Investigations on the biology, epidemiology, pathology and control of Tunga penetrans in Brazil: I. Natural history of tungiasis in man

Authors

  • Margit Eisele
    • Institute of International Health, Center for Humanities and Health SciencesFaculty of Medicine, Free University of Berlin
  • Jörg Heukelbach
    • Mandacaru Foundation
  • Eric Van Marck
    • Department of Pathology, Faculty of MedicineUniversity of Antwerp
  • Heinz Mehlhorn
    • Department of Zoology and ParasitologyHeinrich-Heine-University
  • Oliver Meckes
    • Eye of ScienceGbR
  • Sabine Franck
    • Institute of International Health, Center for Humanities and Health SciencesFaculty of Medicine, Free University of Berlin
    • Institute of International Health, Center for Humanities and Health SciencesFaculty of Medicine, Free University of Berlin
Original Paper

DOI: 10.1007/s00436-002-0817-y

Cite this article as:
Eisele, M., Heukelbach, J., Van Marck, E. et al. Parasitol Res (2003) 90: 87. doi:10.1007/s00436-002-0817-y

Abstract.

Tungiasis is an important health problem in poor communities in Brazil and is associated with severe morbidity, particularly in children. The causative agent, the female flea Tunga penetrans, burrows into the skin of its host, where it develops, produces eggs and eventually dies. From the beginning of the penetration to the elimination of the carcass of the ectoparasite by skin repair mechanisms, the whole process takes 4–6 weeks.

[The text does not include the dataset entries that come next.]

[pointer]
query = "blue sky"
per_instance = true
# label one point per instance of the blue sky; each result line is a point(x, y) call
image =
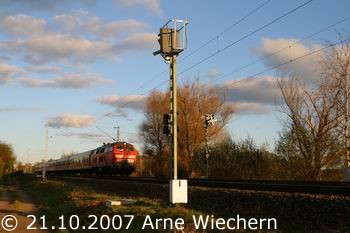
point(67, 64)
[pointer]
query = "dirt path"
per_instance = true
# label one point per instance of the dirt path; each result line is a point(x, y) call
point(15, 202)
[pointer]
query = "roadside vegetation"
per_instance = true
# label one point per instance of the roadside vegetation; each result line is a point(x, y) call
point(311, 145)
point(84, 197)
point(56, 198)
point(7, 159)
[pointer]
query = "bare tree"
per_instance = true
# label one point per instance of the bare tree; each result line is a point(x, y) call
point(194, 101)
point(317, 115)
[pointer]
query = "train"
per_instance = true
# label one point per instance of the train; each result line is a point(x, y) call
point(118, 158)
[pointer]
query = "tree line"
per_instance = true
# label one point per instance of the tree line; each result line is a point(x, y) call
point(7, 158)
point(312, 143)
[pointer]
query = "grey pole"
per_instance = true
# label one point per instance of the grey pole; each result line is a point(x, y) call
point(173, 111)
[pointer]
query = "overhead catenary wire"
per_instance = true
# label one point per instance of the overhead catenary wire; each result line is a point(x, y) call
point(280, 65)
point(278, 51)
point(219, 51)
point(206, 43)
point(186, 57)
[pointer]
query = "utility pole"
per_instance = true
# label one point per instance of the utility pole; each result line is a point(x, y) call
point(117, 133)
point(346, 138)
point(209, 121)
point(172, 40)
point(206, 152)
point(46, 142)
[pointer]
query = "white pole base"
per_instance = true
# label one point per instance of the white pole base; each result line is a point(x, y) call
point(178, 191)
point(347, 175)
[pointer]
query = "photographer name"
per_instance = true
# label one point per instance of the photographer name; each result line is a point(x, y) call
point(209, 222)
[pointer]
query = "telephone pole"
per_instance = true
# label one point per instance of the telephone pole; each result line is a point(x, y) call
point(172, 41)
point(46, 143)
point(118, 128)
point(346, 138)
point(209, 121)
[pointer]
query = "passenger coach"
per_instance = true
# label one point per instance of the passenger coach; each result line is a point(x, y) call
point(117, 158)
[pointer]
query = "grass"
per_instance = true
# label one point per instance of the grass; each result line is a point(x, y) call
point(294, 212)
point(57, 198)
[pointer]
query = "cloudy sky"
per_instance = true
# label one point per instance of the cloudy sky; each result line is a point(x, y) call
point(76, 66)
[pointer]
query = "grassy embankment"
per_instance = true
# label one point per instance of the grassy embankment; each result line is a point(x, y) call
point(294, 212)
point(57, 198)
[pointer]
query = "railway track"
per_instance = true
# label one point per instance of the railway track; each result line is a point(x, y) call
point(328, 188)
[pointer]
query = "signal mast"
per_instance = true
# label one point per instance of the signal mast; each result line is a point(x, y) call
point(172, 41)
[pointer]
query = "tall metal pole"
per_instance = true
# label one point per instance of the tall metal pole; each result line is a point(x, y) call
point(46, 142)
point(347, 146)
point(207, 151)
point(118, 133)
point(173, 111)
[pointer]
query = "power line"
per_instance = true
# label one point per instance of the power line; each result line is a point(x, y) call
point(219, 51)
point(225, 30)
point(206, 43)
point(244, 37)
point(280, 50)
point(195, 51)
point(279, 65)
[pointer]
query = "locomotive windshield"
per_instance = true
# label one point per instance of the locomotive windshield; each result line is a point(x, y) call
point(129, 147)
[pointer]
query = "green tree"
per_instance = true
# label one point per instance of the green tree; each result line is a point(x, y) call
point(194, 101)
point(7, 158)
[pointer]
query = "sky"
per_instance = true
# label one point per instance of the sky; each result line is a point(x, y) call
point(77, 68)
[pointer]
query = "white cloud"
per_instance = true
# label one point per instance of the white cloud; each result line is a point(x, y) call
point(44, 5)
point(44, 69)
point(18, 109)
point(7, 72)
point(137, 42)
point(152, 5)
point(306, 67)
point(58, 47)
point(70, 21)
point(88, 136)
point(69, 120)
point(212, 73)
point(243, 108)
point(135, 102)
point(21, 24)
point(258, 90)
point(100, 29)
point(74, 81)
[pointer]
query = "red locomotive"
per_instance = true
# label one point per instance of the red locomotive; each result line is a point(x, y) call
point(117, 158)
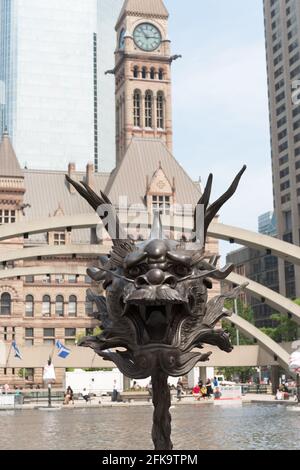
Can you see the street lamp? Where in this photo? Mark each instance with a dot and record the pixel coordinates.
(156, 305)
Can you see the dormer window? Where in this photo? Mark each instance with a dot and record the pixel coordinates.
(161, 204)
(7, 216)
(59, 238)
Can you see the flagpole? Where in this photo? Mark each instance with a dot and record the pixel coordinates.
(7, 359)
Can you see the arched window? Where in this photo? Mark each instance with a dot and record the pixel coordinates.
(46, 306)
(59, 306)
(136, 72)
(148, 109)
(137, 108)
(152, 73)
(5, 304)
(88, 306)
(160, 110)
(72, 306)
(29, 306)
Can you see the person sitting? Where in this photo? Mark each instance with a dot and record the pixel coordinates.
(203, 391)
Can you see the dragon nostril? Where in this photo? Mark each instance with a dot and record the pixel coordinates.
(141, 281)
(156, 277)
(171, 281)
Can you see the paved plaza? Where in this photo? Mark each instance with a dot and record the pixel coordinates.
(247, 426)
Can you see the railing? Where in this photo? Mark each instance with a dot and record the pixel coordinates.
(256, 388)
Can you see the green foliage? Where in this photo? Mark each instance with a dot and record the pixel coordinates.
(244, 312)
(96, 332)
(243, 373)
(285, 330)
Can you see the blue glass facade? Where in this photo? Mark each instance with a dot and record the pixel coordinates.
(58, 105)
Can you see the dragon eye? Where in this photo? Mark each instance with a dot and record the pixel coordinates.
(136, 271)
(181, 270)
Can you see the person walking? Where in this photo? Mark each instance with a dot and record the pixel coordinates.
(179, 389)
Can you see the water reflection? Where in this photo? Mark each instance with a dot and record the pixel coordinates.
(194, 427)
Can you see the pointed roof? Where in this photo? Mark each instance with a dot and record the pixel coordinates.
(154, 8)
(144, 157)
(9, 165)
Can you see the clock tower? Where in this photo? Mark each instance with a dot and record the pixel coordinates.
(143, 75)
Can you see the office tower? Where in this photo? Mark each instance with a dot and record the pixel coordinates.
(260, 267)
(282, 29)
(51, 72)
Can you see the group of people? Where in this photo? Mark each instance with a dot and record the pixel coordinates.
(5, 389)
(205, 390)
(201, 390)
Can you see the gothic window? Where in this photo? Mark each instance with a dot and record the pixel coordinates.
(136, 72)
(59, 238)
(7, 216)
(29, 306)
(152, 73)
(46, 306)
(148, 109)
(160, 110)
(5, 304)
(49, 336)
(72, 307)
(161, 204)
(88, 306)
(137, 108)
(59, 306)
(70, 336)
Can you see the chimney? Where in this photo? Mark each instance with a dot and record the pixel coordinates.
(71, 174)
(90, 174)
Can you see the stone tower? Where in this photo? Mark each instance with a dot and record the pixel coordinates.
(143, 74)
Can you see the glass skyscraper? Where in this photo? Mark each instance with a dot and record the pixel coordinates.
(55, 100)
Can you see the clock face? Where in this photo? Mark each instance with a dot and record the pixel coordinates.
(147, 37)
(122, 39)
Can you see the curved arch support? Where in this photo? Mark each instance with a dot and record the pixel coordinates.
(272, 298)
(263, 340)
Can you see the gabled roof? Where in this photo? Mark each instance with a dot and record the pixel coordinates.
(142, 159)
(154, 8)
(9, 165)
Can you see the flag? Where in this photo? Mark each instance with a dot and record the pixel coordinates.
(16, 349)
(63, 351)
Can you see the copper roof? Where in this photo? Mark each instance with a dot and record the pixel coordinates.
(9, 165)
(154, 8)
(142, 159)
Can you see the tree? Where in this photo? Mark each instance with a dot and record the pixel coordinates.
(285, 330)
(245, 312)
(243, 373)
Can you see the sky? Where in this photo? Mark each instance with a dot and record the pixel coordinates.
(220, 101)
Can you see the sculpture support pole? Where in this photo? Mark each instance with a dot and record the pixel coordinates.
(161, 397)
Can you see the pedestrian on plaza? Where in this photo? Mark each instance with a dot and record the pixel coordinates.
(85, 395)
(196, 392)
(179, 389)
(114, 396)
(215, 382)
(149, 386)
(209, 388)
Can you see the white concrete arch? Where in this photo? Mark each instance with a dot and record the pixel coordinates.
(53, 250)
(276, 247)
(281, 356)
(272, 298)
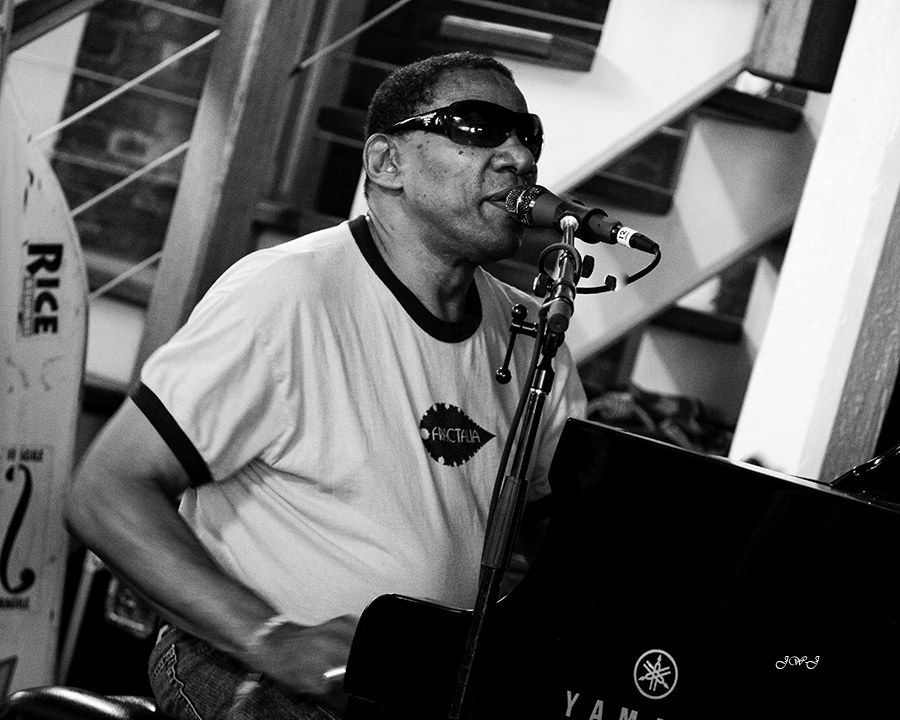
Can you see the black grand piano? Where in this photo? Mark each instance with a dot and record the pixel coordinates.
(669, 585)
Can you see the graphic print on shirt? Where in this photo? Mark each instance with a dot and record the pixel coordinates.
(450, 436)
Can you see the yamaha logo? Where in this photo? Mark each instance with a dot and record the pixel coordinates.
(655, 674)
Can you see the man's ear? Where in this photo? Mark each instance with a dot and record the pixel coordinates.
(380, 160)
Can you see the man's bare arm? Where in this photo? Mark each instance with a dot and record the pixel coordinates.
(122, 503)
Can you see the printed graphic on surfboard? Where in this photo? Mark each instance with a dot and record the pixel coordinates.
(43, 314)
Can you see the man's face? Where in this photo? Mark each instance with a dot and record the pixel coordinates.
(454, 194)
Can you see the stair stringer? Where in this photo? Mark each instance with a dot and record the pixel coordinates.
(740, 186)
(656, 60)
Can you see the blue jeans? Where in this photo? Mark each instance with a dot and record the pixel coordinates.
(193, 681)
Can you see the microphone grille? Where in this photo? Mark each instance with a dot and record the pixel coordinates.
(520, 202)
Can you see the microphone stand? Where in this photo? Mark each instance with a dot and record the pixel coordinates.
(511, 490)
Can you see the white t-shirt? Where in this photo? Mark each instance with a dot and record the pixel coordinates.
(352, 437)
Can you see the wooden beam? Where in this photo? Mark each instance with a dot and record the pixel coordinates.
(799, 42)
(242, 107)
(829, 357)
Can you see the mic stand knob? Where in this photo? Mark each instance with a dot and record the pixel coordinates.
(517, 326)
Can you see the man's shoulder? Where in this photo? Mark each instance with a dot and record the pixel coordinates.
(295, 263)
(505, 293)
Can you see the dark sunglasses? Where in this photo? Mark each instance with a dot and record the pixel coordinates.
(478, 123)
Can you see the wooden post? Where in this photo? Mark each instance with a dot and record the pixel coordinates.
(235, 131)
(829, 358)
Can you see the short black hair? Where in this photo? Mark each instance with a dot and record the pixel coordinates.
(408, 88)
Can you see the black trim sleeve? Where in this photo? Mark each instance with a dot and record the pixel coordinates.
(180, 444)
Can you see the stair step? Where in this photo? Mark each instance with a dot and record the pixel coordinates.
(768, 112)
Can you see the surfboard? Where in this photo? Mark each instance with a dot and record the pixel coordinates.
(43, 329)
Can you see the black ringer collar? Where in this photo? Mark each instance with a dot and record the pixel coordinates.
(439, 329)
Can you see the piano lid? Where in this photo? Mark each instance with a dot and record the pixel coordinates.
(674, 585)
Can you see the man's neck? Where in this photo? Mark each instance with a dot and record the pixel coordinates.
(441, 286)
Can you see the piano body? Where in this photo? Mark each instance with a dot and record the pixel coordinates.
(669, 585)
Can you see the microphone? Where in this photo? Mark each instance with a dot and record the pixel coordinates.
(536, 206)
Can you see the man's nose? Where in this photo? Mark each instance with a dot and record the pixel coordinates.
(514, 155)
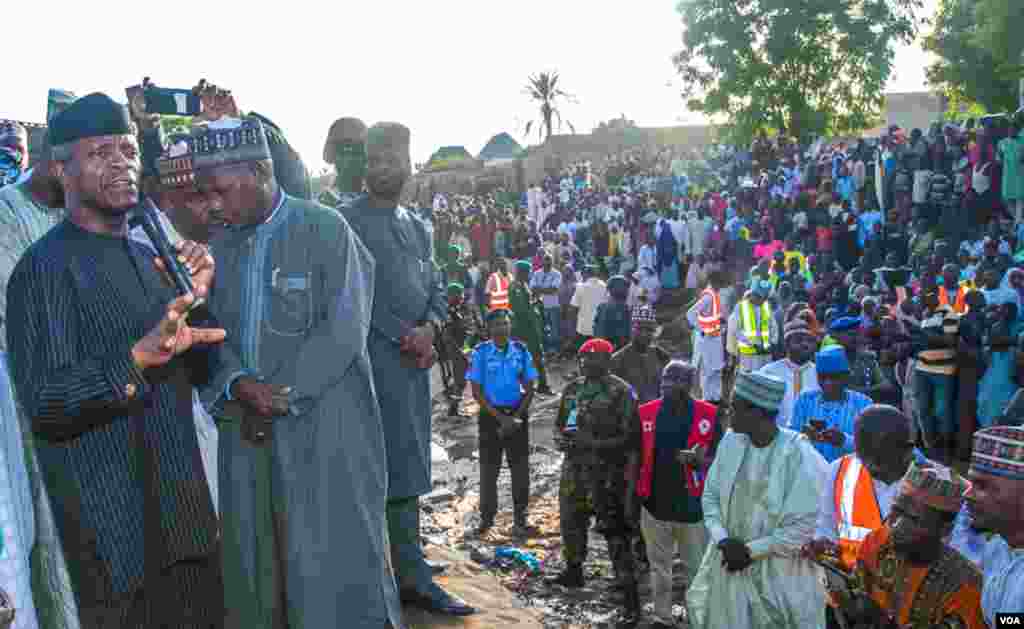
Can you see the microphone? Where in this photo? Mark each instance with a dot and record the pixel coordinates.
(146, 216)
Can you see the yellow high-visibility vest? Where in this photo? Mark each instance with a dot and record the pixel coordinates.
(748, 323)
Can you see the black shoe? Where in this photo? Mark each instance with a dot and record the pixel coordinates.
(437, 600)
(484, 528)
(571, 577)
(436, 568)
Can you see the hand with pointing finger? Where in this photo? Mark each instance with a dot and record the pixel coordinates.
(172, 336)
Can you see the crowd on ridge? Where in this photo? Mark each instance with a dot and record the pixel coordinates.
(844, 447)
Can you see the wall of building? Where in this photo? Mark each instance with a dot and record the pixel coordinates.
(913, 110)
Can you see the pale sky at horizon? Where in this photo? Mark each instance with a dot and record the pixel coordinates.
(453, 71)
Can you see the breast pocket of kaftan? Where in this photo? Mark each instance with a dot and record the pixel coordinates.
(290, 306)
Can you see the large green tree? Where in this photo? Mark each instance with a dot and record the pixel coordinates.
(978, 56)
(797, 67)
(544, 91)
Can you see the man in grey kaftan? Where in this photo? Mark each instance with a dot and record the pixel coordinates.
(303, 505)
(410, 304)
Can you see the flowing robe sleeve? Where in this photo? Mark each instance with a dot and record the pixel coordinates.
(712, 501)
(65, 393)
(803, 488)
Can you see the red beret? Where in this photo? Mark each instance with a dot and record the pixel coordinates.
(597, 345)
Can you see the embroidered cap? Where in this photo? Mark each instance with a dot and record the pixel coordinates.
(504, 312)
(175, 167)
(844, 324)
(343, 131)
(760, 389)
(644, 315)
(797, 327)
(832, 361)
(597, 345)
(936, 486)
(761, 288)
(229, 140)
(999, 451)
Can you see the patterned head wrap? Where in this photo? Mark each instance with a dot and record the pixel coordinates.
(643, 315)
(761, 390)
(832, 361)
(228, 141)
(797, 327)
(999, 451)
(13, 151)
(597, 345)
(936, 486)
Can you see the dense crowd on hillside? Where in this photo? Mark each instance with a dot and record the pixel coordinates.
(216, 396)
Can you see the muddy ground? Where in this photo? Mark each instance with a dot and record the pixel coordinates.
(451, 511)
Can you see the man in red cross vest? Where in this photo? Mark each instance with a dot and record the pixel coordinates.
(678, 438)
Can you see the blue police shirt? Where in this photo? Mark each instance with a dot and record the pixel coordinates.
(500, 373)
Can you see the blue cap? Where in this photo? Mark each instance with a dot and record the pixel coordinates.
(845, 324)
(761, 288)
(832, 361)
(493, 315)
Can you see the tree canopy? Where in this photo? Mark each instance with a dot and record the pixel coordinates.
(544, 91)
(978, 57)
(796, 67)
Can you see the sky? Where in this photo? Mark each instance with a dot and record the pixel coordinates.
(453, 71)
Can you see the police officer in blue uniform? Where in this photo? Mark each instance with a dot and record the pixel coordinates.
(502, 373)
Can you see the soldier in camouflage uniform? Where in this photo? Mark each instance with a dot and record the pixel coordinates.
(461, 326)
(596, 429)
(346, 150)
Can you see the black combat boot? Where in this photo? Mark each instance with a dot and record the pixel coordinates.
(571, 577)
(631, 603)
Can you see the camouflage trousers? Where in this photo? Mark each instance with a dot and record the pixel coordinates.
(596, 490)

The present study is based on specimens from 86 patients, for some of whom the exact time of penetration was known. Lesions were photographed, described in detail and biopsied. Biopsies were examined histologically and by means of scanning electron microscopy (SEM). Based on clinical, SEM and histological findings, the "Fortaleza classification" was elaborated. This allows the natural history of tungiasis to be divided into five stages: (1) the penetration phase, (2) the phase of beginning hypertrophy, (3) the white halo phase, (4) the involution phase and (5) residues in the host's skin. Based on morphological and functional criteria, stages 3 and 4 are divided into further substages. The proposed Fortaleza classification can be used for clinical and epidemiological purposes. It allows a more precise diagnosis, enables the assessment of chemotherapeutic approaches and helps to evaluate control measures at the community level.